Per il Comune di Roma ci sono i dati della raccolta differenziata dal 2010 al 2016 e possiamo notare che fino al 2012 le cifre sono ben sotto il 25% mentre tra il 2013 e il 2016 la raccolta differenziata sale di 4-5 punti percentuali l’anno (circa 70-80.000 tonnellate l’anno che vanno a riciclo invece che a discarica e/o inceneritore).
La raccolta differenziata a Roma inizia con Alemanno (piano AMA-CONAI) nel 2012 e viene estesa inizialmente solo in un municipio (Roma oggi è divisa in 15 municipalità, ma quando c’era Alemanno le municipalità erano 20). Con l’amministrazione del centro sinistra guidata dal sindaco Marino sono state apportate alcune migliorie al piano del riciclo rifiuti, e la raccolta differenziata viene estesa (da giugno 2013) anche agli altri municipi, ma non in tutti i quartieri.
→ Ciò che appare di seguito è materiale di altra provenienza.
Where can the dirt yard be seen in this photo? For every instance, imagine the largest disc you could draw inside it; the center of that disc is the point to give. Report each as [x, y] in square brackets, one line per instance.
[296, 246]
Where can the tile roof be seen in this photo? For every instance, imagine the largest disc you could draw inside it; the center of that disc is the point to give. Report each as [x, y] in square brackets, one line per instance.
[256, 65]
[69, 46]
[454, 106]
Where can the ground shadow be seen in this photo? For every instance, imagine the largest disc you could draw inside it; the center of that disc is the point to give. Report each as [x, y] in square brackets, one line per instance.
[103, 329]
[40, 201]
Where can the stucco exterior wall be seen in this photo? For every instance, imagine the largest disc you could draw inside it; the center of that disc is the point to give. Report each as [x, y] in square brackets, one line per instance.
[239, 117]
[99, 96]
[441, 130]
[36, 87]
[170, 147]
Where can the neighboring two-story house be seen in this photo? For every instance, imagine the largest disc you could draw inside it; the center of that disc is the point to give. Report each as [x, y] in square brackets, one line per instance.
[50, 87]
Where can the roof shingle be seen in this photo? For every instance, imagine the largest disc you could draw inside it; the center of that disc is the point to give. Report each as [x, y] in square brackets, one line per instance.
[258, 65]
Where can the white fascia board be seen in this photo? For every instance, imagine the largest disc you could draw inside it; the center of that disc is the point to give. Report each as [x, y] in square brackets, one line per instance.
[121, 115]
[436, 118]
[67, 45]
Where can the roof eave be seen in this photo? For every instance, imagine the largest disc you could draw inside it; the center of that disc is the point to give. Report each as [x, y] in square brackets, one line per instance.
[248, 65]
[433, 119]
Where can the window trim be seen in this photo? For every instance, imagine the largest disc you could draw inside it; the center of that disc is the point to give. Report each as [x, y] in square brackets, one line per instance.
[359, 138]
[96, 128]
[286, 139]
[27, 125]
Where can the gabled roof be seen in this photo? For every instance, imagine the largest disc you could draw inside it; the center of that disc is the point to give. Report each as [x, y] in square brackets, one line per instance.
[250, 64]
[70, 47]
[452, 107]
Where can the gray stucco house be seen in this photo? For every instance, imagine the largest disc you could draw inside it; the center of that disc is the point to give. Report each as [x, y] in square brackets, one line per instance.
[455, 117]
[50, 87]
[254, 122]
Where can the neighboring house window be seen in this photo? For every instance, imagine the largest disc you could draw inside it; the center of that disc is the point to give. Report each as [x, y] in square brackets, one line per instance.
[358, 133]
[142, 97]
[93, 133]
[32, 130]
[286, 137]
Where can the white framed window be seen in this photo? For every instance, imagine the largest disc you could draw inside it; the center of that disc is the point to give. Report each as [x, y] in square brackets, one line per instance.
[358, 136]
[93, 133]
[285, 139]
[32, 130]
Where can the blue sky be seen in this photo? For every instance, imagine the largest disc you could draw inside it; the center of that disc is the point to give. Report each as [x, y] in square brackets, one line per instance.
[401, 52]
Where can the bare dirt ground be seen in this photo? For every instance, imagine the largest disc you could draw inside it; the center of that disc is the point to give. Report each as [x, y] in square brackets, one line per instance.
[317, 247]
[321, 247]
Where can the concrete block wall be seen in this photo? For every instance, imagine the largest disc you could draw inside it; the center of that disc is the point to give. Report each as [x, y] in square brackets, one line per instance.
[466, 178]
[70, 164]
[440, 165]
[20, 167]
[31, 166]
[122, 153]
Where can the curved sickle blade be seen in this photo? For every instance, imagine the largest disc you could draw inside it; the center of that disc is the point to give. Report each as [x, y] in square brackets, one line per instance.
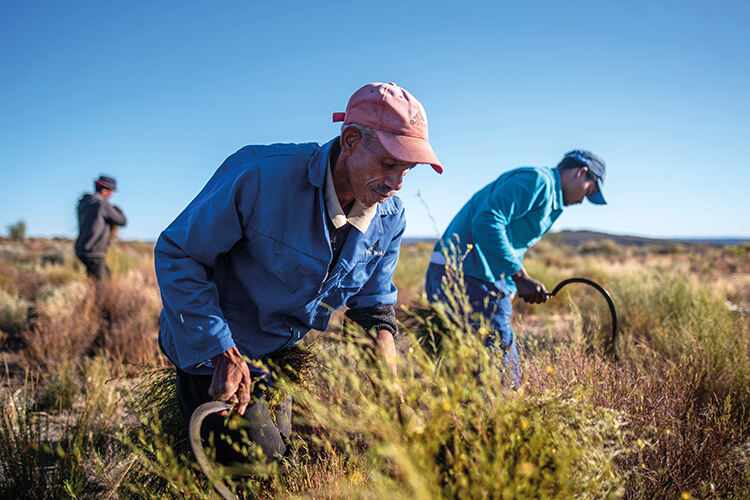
[194, 431]
[610, 349]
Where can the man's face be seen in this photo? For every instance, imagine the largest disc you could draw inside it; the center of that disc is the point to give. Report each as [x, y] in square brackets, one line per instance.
[577, 184]
[372, 174]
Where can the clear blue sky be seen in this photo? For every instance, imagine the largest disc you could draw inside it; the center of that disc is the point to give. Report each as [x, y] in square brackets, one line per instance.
[158, 93]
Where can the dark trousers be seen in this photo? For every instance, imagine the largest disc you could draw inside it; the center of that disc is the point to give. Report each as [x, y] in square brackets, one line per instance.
[192, 391]
[96, 267]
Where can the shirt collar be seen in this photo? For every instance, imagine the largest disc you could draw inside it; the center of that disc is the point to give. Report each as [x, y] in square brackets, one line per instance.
[557, 200]
[359, 216]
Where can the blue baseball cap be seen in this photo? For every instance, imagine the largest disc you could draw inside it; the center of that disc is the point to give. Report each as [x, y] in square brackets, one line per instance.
[596, 166]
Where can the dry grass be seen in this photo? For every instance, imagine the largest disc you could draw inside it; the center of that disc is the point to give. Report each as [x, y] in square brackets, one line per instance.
[671, 418]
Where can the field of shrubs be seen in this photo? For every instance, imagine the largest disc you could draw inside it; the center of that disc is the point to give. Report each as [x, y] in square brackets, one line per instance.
[86, 409]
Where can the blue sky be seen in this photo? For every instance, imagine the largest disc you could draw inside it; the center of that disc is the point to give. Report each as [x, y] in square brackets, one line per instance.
[158, 93]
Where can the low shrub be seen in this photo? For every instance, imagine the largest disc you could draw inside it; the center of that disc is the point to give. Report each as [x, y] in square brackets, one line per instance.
[13, 313]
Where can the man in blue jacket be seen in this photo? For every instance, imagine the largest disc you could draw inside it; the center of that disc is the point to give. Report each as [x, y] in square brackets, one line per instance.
[279, 238]
[492, 232]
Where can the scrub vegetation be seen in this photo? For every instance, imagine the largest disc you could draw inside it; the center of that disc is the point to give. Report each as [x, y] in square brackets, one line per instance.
[87, 411]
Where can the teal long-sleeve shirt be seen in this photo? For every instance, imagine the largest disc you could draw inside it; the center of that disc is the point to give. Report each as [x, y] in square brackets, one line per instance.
[503, 220]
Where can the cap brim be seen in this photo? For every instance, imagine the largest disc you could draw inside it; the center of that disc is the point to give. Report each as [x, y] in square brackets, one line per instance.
[409, 149]
[105, 185]
[597, 198]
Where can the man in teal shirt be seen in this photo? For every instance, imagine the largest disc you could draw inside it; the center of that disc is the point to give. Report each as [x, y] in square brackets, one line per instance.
[494, 229]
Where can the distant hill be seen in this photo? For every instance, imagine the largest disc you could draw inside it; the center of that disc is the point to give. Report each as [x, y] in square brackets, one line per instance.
[576, 238]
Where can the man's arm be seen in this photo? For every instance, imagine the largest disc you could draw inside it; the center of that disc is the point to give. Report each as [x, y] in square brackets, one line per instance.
[512, 200]
[114, 216]
[184, 256]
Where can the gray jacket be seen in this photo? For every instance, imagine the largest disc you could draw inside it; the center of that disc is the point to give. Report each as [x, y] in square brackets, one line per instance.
[95, 217]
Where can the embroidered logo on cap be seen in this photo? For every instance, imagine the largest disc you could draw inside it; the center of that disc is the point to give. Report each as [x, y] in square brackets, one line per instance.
[418, 119]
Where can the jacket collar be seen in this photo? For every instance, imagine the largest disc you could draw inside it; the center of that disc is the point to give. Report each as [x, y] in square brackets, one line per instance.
[316, 167]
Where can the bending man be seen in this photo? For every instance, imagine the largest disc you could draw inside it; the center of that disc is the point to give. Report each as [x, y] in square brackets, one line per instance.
[280, 237]
[496, 227]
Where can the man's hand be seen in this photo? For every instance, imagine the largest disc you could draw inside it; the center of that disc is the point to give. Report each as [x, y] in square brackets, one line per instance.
[231, 380]
[529, 289]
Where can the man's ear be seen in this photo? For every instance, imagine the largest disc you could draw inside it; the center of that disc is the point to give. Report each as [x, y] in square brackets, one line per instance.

Il problema è proprio questo: il “porta a porta” non è esteso in tutte le strade e in tutti i quartieri. Se ad esempio in un condominio di via della Pisana si effettua la raccolta differenziata “porta a porta”, il condominio a fianco non usa questo tipo di raccolta (per colpa del comune che non lo ha esteso a tutti) e quindi ci sono i cassonetti in strada. E molti cittadini svogliati (che avrebbero il porta a porta) vanno a gettare rifiuti in questi cassonetti. Nessuno vigila o fa rispettare le regole e si crea il caos.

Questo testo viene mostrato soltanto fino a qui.